Zehn Jahre nach Katrina bleibt New Orleans ein unfertiges Projekt, eine Aufgabe, die bisher nur teilweise gelöst worden ist. Aber meine Güte: Wie diese Totgesagte wiedererstanden ist! Nach vier Jahrzehnten Bekanntschaft habe ich mich neuerlich in die Stadt am halbmondförmigen Ufer des Mississippi verliebt.

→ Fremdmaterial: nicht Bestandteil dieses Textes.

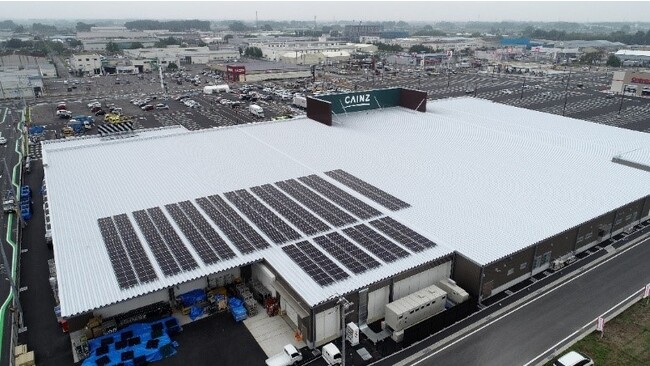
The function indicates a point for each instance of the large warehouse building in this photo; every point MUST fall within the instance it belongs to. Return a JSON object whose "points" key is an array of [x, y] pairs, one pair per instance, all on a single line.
{"points": [[373, 196]]}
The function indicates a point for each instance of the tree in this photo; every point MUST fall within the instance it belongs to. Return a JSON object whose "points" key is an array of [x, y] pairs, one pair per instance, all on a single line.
{"points": [[418, 48], [83, 27], [237, 26], [112, 47], [253, 52], [613, 61]]}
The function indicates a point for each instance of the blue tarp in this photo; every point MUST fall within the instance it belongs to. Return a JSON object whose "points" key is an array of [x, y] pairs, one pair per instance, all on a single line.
{"points": [[192, 297], [141, 341]]}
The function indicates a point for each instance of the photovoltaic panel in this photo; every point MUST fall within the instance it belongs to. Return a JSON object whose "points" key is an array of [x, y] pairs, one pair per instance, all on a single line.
{"points": [[368, 190], [208, 232], [158, 247], [265, 219], [340, 197], [376, 243], [308, 265], [316, 203], [226, 227], [351, 256], [176, 246], [402, 234], [202, 248], [296, 214], [139, 259], [124, 272], [250, 233], [322, 261]]}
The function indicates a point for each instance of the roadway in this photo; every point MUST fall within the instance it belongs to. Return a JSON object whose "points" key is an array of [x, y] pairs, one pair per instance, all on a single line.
{"points": [[527, 331], [9, 118]]}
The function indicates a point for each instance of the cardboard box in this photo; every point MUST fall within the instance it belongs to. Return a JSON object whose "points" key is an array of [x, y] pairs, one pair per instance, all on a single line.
{"points": [[26, 359], [20, 349]]}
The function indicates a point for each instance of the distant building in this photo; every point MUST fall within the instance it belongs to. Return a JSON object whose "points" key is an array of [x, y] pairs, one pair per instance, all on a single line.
{"points": [[86, 64], [353, 32]]}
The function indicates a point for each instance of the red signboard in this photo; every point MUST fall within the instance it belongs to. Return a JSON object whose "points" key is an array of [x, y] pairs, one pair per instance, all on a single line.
{"points": [[640, 80]]}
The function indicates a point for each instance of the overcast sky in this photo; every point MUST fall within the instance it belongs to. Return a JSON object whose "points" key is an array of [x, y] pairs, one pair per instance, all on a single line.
{"points": [[326, 11]]}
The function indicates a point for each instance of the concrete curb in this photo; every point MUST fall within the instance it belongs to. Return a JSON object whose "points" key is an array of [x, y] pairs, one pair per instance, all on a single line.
{"points": [[416, 356]]}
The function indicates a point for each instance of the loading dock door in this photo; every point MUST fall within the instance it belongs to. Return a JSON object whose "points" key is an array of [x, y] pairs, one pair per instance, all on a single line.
{"points": [[292, 314], [377, 301], [328, 325]]}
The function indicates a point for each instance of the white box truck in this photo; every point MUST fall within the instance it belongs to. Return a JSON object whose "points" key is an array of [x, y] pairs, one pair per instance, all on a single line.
{"points": [[256, 110], [414, 308], [300, 102]]}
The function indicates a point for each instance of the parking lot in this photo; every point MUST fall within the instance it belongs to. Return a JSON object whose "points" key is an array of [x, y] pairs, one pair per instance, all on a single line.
{"points": [[214, 338]]}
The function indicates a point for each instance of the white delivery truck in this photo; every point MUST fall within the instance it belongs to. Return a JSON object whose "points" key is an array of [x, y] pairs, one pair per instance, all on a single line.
{"points": [[300, 101], [289, 356], [256, 110]]}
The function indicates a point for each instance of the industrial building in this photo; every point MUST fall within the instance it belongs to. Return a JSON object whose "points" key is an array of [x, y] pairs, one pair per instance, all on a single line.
{"points": [[373, 196], [636, 82]]}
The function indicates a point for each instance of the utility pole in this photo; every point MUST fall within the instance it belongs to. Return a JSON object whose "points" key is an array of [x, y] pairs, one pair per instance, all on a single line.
{"points": [[6, 269], [345, 305], [620, 107], [566, 91]]}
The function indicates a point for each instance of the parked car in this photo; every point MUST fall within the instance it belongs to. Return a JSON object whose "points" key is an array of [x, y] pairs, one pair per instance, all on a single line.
{"points": [[574, 358]]}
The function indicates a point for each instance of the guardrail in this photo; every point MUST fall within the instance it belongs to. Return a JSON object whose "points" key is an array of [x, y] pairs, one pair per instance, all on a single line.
{"points": [[16, 181], [586, 329]]}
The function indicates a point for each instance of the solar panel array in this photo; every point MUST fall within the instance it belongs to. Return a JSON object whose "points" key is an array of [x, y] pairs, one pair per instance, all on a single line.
{"points": [[316, 203], [350, 255], [340, 197], [158, 247], [402, 234], [377, 244], [273, 226], [242, 235], [368, 190], [296, 214], [139, 259], [117, 254], [320, 268]]}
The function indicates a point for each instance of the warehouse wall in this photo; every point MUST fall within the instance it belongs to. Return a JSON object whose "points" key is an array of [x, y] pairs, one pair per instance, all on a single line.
{"points": [[506, 270], [467, 274], [131, 304]]}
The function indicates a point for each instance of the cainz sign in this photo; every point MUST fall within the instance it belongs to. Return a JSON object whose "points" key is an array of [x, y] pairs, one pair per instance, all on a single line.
{"points": [[361, 101]]}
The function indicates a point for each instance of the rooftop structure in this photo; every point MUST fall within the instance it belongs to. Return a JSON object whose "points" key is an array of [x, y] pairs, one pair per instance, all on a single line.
{"points": [[479, 178]]}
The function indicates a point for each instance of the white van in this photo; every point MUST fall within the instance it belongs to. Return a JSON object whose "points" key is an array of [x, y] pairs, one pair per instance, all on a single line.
{"points": [[331, 354]]}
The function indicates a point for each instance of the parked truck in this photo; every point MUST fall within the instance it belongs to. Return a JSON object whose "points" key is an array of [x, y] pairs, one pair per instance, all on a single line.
{"points": [[300, 102], [256, 110], [289, 356]]}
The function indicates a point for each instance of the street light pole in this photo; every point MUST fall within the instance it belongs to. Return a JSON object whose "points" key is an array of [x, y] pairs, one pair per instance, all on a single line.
{"points": [[566, 90]]}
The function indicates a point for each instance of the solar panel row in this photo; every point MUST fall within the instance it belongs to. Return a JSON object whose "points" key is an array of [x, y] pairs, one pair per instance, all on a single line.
{"points": [[117, 254], [377, 244], [174, 243], [350, 255], [368, 190], [158, 247], [296, 214], [265, 219], [139, 259], [402, 234], [340, 197], [253, 237], [316, 203], [208, 232], [226, 227]]}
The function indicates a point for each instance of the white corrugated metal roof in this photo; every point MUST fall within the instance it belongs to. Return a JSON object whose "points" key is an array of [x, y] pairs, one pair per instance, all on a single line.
{"points": [[482, 178]]}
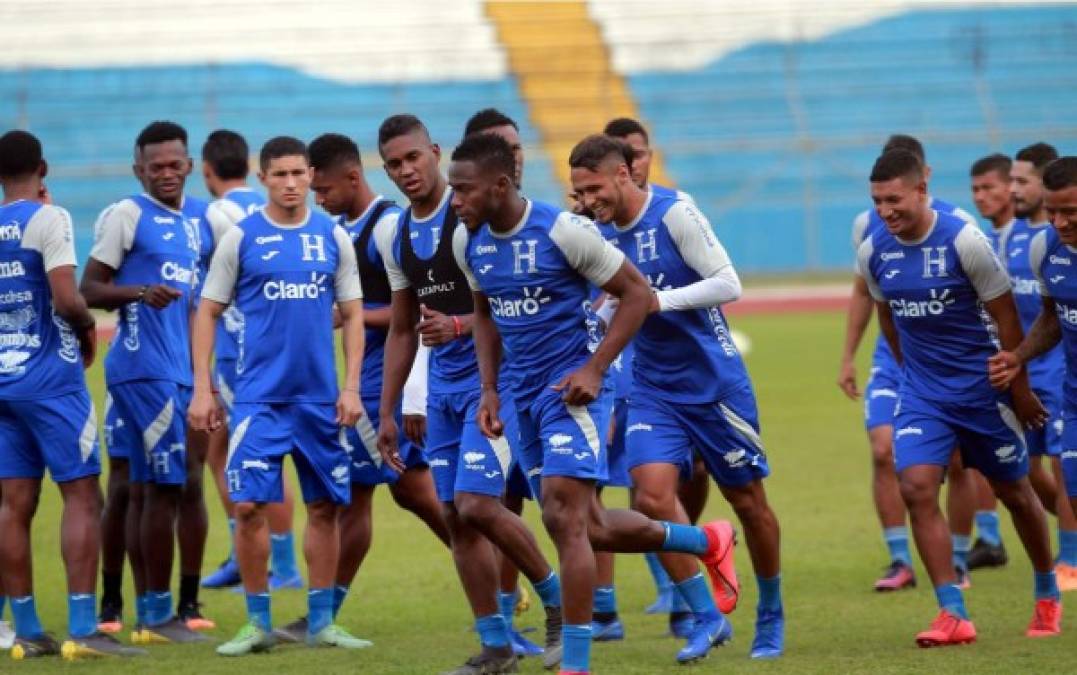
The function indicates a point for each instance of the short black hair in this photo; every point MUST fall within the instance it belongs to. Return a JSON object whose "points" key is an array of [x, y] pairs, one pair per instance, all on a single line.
{"points": [[400, 125], [904, 141], [1061, 173], [330, 151], [227, 153], [623, 127], [488, 118], [1038, 154], [161, 131], [21, 154], [281, 146], [897, 164], [997, 163], [489, 151], [593, 150]]}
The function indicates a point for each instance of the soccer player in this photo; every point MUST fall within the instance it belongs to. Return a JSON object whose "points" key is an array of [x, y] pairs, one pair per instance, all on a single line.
{"points": [[701, 399], [880, 401], [429, 290], [530, 266], [283, 267], [143, 263], [225, 166], [933, 277], [46, 417], [1027, 190]]}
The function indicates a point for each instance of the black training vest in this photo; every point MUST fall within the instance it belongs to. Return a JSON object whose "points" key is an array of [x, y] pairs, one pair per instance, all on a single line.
{"points": [[438, 282], [375, 281]]}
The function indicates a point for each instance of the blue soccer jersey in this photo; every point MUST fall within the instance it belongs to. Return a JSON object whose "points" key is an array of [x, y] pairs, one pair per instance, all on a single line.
{"points": [[148, 243]]}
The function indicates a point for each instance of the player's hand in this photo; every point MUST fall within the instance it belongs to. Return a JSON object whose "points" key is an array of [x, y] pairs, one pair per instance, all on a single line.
{"points": [[388, 444], [582, 387], [489, 415], [415, 429], [434, 327], [847, 380], [1002, 368]]}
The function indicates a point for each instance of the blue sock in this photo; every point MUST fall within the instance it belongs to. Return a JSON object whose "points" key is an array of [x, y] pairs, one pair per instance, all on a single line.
{"points": [[492, 631], [283, 556], [82, 620], [697, 594], [1047, 586], [339, 592], [662, 580], [951, 600], [897, 543], [605, 600], [577, 647], [319, 608], [1067, 547], [961, 547], [257, 610], [684, 538], [25, 613], [549, 590], [987, 528], [770, 592]]}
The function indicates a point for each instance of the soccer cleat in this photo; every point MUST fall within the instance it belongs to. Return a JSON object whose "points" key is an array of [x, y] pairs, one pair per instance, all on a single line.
{"points": [[43, 645], [707, 632], [249, 640], [769, 641], [225, 576], [718, 560], [96, 646], [490, 661], [898, 576], [947, 630], [1046, 619], [333, 635], [294, 632], [983, 554]]}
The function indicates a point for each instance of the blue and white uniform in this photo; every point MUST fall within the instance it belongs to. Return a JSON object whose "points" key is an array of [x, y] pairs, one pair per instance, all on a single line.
{"points": [[148, 367], [1045, 370], [284, 280], [935, 289], [46, 417], [690, 388]]}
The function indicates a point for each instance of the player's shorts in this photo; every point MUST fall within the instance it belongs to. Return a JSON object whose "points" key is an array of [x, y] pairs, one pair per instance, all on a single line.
{"points": [[460, 456], [988, 434], [361, 444], [263, 433], [880, 397], [725, 434], [58, 433], [559, 439], [154, 431]]}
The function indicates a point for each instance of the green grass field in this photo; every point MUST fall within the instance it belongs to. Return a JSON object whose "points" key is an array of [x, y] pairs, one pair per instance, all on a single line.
{"points": [[408, 602]]}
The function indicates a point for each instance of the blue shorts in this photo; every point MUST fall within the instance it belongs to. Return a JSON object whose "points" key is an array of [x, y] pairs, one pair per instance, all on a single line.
{"points": [[154, 431], [460, 456], [263, 433], [57, 432], [724, 434], [361, 444], [558, 439], [880, 397], [988, 435]]}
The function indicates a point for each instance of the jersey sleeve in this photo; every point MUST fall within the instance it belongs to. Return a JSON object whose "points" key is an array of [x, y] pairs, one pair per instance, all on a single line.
{"points": [[584, 248], [50, 233], [115, 234], [346, 280], [224, 268], [980, 264]]}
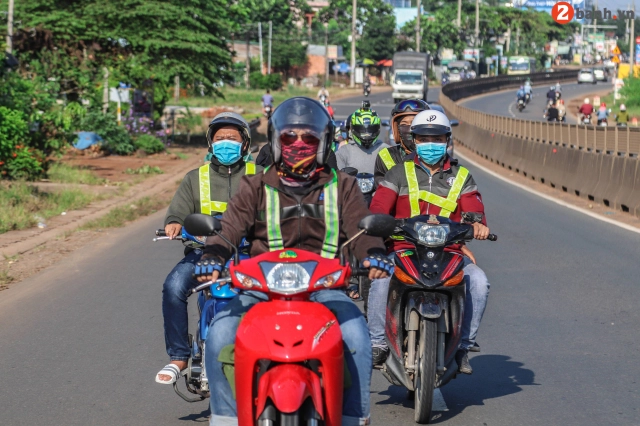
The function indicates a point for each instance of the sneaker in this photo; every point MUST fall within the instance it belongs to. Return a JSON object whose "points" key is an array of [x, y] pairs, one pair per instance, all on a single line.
{"points": [[380, 355], [463, 362], [474, 348]]}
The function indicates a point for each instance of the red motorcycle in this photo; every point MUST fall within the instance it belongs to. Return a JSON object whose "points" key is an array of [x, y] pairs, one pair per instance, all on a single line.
{"points": [[289, 360]]}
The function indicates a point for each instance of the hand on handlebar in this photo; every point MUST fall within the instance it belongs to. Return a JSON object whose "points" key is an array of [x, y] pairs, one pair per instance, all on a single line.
{"points": [[480, 231], [173, 230]]}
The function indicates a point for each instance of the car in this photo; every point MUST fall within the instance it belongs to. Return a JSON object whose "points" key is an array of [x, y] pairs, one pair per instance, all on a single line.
{"points": [[586, 75], [601, 74], [387, 123]]}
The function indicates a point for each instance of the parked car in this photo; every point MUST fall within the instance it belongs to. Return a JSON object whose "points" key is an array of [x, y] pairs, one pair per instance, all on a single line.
{"points": [[601, 74], [586, 75]]}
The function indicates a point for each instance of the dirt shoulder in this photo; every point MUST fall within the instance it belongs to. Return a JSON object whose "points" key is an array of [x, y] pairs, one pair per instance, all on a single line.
{"points": [[28, 251]]}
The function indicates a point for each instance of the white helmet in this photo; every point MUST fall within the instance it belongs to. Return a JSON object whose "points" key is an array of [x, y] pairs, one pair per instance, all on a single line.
{"points": [[431, 122]]}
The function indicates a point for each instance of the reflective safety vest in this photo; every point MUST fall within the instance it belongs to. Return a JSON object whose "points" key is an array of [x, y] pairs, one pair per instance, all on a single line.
{"points": [[386, 158], [206, 205], [331, 219], [448, 204]]}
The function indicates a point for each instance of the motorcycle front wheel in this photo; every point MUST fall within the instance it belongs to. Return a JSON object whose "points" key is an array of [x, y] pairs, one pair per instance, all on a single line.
{"points": [[426, 373]]}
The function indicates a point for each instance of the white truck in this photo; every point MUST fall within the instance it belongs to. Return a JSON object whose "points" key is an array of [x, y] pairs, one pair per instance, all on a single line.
{"points": [[409, 79]]}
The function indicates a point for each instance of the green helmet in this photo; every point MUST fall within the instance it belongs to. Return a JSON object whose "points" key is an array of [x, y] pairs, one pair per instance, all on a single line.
{"points": [[365, 127]]}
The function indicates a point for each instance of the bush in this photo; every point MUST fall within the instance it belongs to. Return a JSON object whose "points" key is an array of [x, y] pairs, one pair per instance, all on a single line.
{"points": [[149, 144], [268, 81], [631, 92], [116, 139], [17, 161]]}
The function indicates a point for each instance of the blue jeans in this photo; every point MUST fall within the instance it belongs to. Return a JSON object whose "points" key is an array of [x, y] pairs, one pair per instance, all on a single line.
{"points": [[222, 332], [477, 293], [175, 293]]}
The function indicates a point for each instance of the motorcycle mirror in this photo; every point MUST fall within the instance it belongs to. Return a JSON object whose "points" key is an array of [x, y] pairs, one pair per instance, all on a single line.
{"points": [[201, 224], [378, 225], [351, 171]]}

4 Kommentare zu «Verliebt ins quicklebendige New Orleans»

  • Widmer H.R. sagt:

    Ich war schon drei mal mit unserer Band (Fullsteam Jazzband) in New Orleans. 2002 da war die Welt noch in Ordnung. 2007 viel ging nicht mehr, trotzdem oder gerade darum, sind wir wiederum mit vielen Fans nach N.O. gereist. 2012 wieder mit vielen Fans… N.O. ist wieder „auferstanden“ wir hatten einige Konzerte in div. Klubs und auf der „Natches“ es war wunderbar und ich denke, dass wir wieder nach N.O. reisen werden. Ich freue mich schon jetzt darauf. Liebe Jazzfans.. ihr seid herzlich eingeladen.. Schauen sie rein: http://www.fullsteamjazzband.ch viel Spass.. bis Bald? Ruedi von den Fullsteamer.

  • Steven Nawlins sagt:

    @Andreas Müller:
    Ich finde Ihre Analogie French Quarter = Schwulenviertel etwas einfach gestrickt.
    Da könnte man sagen New-York ist ein einziges Theater, weil Broadway dort ist, oder Amsterdam ist ein einziges groses Bordell nur weil es ein bekanntes Redlight-District hat, usw…
    Klar hat es im FQ eine Schwulen & Lesben Szene, aber nicht ausschliesslich, nicht mehr und nicht weniger als in anderen Städten bzw. ist das Village in NYC um einiges schwuler betrachtbar als das FQ in NOLA (New Orleans LOuisiana…für die nicht ortskundigen unter uns).
    Ich kannte leider NOLA nicht vor Katrina, bin erst 2008 das erste Mal dorthin, jedoch konnte ich den Wiederaufbau mit jedem Neubesuch ein Stück weiter verfolgen. Leider haben viele, von denen die alles verloren haben, bis Heute auch noch kein Geld von den Versicherungen gesehen und sind nach der Flucht auch nicht mehr zurückgekehrt.
    Ich bewundere die Leute die dort wohnen, welche zuerst von Ihrer Bundesregierung im Stich gelassen wurden nach Katrina und danach von den Öl-Konzernen um BP herum, nach der Öl-Katastrophe im Golf.
    Wer sich ein Bild machen will über das Post-Katrina New-Orleans sollte sich die TV-Serie TREME anschauen, ist sehr aufschlussreich und von den Einheimischen „Approved“.
    Die Fähigkeit immer wieder aufzustehen wenn sie in der Gosse sind haben die Louisianer…Hauptsache sie können die guten Zeiten rollen lassen!!! WHO DAT!!!

  • Andreas Müller sagt:

    Eine Anekdote am Rande: Aus evangelikalen und katholischen Kreisen hörte man im Nachgang zu Katrina mehrfach, das sei die Strafe Gottes für das zügellose, aus christlicher Sicht sündige Leben das in New Orleans herrschte. Im speziellen wäre die Homosexuellen Schuld am Hurrikan, da sie es besonders bunt getrieben haben sollen. US Atheisten griffen diese Interpretation der Vorgänge auf, und stellten fest, dass Gott aber Merkwürdigerweise ausgerechnet das French Quarter (den Hostspot der Szene) verschont hatte. Gottes Wege sind ja bekanntlich seltsam wenn nicht bizarr, aber so betrachtet wurde die Stadt der Normalbürger völlig unbegründet vernichtet und die Schwulenhochburg kam gut weg. Ergo: da Schwule offenbar eine Art Freipass von Gott besitzen wurde deshalb mit viel Sarkasmus vorgeschlagen diese gleichmässig über das ganze Land zu verteilen, als eine Art “Schutzschild vor Unwettern“ – dem “Magic-Gay-Schield“.

  • Karl Knaus sagt:

    Aufgeschnappt?! Haben Sie damals auch über New Orleans geschrieben? Wenn ja, bitte sehen Sie nach.
    Was wurde damals und in den Wochen danach durch die Journalisten geschrieben. Das meiste war Unsinn und übertrieben und vieles sogar falsch. Auch Lügen. Es war ein Armutszeugnis fast der ganzen Medienwelt.
    So freut es mich, dass Sie sich fast überschlagen vor der positiven Überraschung. Allerdings wir lange wird ihre Freude anhalten? Eingedenk der damaligen Umständen und der Berichterstattung „der anderen Art“.